UEFA president Aleksander Ceferin insists the 12 clubs that signed up to the Super League project must be punished.
A dozen of Europe’s biggest sides announced they were breaking away from the Champions League last Sunday.
However, amid a backlash from supporters, players, managers, sponsors, broadcasters and governments, all six English teams withdrew from the project within 48 hours.
Arsenal, Liverpool, Chelsea, Manchester United, Manchester City and Tottenham were soon followed by club in Italy and Spain.
Real Madrid, Juventus and Barcelona have yet to give up on the project, though, and that could land them in hot water with UEFA.
Ceferin believes the six English clubs should be treated with leniency because they pulled out of the Super League earlier.
But the 53-year-old believes UEFA cannot simply brush the events of the last week under the carpet, and he did not rule out potential bans from the Champions League.
“Let’s see [about punishments],” he told the Mail on Sunday. “Everyone has to take consequences for what they did and we cannot pretend nothing happened. You cannot do something like that and just say: ‘I’ve been punished because everybody hates me.’
“They don’t have problems because of anyone else but themselves. It’s not OK what they did and we will see in the next few days what we have to do.
“But for me it’s a clear difference between the English clubs and the other six. They pulled out first, they admitted they made a mistake. You have to have some greatness to say: ‘I was wrong.’
“For me there are three groups of this 12 — the English six, who went out first, then the other three [Atletico Madrid, AC Milan, Inter] after them and then the ones who feel that Earth is flat and they think the Super League still exists.
“And there is a big difference between those. But everyone will be held responsible. In what way, we will see.”
Ceferin praised the coordinated response of supporters and the actions of the British government, which threatened to drop a ‘legislative bomb’ to stop the Super League.
“It was very stressful,” he added. “I felt like I had been put into a washing machine. On Saturday, I went to Switzerland from my home country, eight-hour drive. I had everything ready to speak about the reforms and everything in my speech.
“I was even thanking [Juventus president, Andrea] Agnelli. I changed the speech four times since. They were preparing stuff they didn’t tell me, the guy [Agnelli] was lying to me saying: ‘“It’s not true, it’s not true…’ In the end, it happened and I have to tell publicly what happened.’

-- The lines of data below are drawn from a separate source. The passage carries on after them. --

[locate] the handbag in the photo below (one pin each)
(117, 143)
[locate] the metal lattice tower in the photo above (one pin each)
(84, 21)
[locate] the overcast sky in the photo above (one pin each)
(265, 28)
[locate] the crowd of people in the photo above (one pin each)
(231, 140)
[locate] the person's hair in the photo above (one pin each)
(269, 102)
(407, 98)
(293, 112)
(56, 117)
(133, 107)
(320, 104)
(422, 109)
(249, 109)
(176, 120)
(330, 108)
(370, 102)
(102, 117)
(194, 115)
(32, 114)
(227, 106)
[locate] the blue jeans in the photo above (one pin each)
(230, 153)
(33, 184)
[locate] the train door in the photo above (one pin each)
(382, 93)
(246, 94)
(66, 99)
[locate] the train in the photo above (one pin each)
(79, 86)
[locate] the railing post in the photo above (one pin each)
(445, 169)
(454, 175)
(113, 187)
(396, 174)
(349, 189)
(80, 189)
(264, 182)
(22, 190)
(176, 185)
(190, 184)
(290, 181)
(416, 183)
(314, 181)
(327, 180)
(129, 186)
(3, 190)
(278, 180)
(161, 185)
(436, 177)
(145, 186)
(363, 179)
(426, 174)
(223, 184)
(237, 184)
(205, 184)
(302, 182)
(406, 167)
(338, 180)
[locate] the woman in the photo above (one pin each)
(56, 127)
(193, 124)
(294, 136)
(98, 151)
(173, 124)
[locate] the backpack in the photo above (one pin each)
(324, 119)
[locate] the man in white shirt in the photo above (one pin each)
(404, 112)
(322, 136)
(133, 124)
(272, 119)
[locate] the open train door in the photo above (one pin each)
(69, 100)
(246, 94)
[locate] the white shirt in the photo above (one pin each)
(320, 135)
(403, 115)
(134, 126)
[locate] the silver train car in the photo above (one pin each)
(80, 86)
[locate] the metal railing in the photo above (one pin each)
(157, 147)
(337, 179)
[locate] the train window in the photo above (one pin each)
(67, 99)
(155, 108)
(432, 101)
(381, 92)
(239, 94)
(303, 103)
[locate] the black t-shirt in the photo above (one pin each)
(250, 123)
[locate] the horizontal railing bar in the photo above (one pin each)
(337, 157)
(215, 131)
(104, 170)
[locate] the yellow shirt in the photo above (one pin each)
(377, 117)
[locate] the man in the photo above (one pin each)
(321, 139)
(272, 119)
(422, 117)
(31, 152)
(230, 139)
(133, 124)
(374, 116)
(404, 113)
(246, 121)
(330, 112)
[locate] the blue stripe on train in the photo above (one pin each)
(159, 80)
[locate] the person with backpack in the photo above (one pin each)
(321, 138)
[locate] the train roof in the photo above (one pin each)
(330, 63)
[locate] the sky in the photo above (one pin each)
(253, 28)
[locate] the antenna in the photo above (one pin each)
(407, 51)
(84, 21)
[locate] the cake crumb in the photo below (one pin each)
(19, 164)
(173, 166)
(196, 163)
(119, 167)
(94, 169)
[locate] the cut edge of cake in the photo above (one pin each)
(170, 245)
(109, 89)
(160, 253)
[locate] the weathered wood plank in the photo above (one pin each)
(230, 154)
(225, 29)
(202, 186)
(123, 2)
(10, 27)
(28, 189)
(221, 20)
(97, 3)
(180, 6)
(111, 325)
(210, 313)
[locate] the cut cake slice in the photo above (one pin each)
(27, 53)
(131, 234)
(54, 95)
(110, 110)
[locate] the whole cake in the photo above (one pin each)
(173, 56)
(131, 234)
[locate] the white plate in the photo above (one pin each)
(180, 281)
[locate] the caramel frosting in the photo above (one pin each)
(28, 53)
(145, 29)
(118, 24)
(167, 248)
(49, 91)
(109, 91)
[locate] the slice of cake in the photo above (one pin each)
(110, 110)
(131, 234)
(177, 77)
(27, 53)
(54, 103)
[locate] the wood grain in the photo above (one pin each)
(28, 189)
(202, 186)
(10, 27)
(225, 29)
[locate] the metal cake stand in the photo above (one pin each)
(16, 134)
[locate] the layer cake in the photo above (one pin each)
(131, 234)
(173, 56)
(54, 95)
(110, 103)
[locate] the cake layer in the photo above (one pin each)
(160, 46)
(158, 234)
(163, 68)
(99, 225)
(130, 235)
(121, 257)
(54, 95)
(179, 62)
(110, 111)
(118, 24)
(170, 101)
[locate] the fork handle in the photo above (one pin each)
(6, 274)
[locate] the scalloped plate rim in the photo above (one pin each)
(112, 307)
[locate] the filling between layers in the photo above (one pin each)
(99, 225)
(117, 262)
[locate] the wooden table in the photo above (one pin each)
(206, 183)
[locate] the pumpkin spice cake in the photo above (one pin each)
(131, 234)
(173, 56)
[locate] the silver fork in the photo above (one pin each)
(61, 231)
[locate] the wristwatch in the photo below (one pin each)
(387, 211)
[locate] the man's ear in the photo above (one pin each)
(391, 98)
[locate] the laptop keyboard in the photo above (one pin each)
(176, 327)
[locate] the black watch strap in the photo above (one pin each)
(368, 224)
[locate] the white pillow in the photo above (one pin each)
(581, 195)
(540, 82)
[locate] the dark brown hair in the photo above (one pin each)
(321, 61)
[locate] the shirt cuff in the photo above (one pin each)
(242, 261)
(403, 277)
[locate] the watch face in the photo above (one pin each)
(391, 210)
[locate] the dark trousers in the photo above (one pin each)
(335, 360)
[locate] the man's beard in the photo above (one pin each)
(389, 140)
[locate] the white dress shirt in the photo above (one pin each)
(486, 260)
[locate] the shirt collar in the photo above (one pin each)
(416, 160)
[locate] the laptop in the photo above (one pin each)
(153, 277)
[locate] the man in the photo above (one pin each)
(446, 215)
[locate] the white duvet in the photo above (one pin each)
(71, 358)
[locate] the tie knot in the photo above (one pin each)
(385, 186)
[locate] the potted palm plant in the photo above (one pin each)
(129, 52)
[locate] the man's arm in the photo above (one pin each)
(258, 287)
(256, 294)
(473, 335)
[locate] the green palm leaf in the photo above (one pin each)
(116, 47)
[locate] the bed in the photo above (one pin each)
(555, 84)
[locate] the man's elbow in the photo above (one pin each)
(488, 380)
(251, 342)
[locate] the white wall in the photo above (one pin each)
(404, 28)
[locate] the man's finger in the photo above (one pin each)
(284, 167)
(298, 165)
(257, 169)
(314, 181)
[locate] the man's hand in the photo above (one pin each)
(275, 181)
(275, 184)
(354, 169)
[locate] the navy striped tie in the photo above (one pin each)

“Look, honestly speaking I was completely impressed by the reaction of the fans, the whole football community and not just the football community but I would say society. I’ve never seen this.
“UEFA did its part, the clubs that stood with us did their part. And of course the UK Government out of all did the big part. But by far the biggest part was done by fans.
“Absolutely I was impressed by the reaction of UK Government. I had a phone conversation with Prime Minister [Boris] Johnson and State Secretary [Oliver] Dowden many times in this 48 crazy hours. They were on the right side of history at the right time. And this is impressive.
“This joint effort showed that not everything is for sale, that you cannot come with billions and say: ‘I don’t care about tradition, history the things that you love, because I have enough money I will buy all.’ No way! It doesn’t go through.
“I don’t want to say disciplinary process but it has to be clear that everyone has to be held responsible in a different way. Is it disciplinary? Is it the decision of the executive committee? We will see. It’s too early to say.”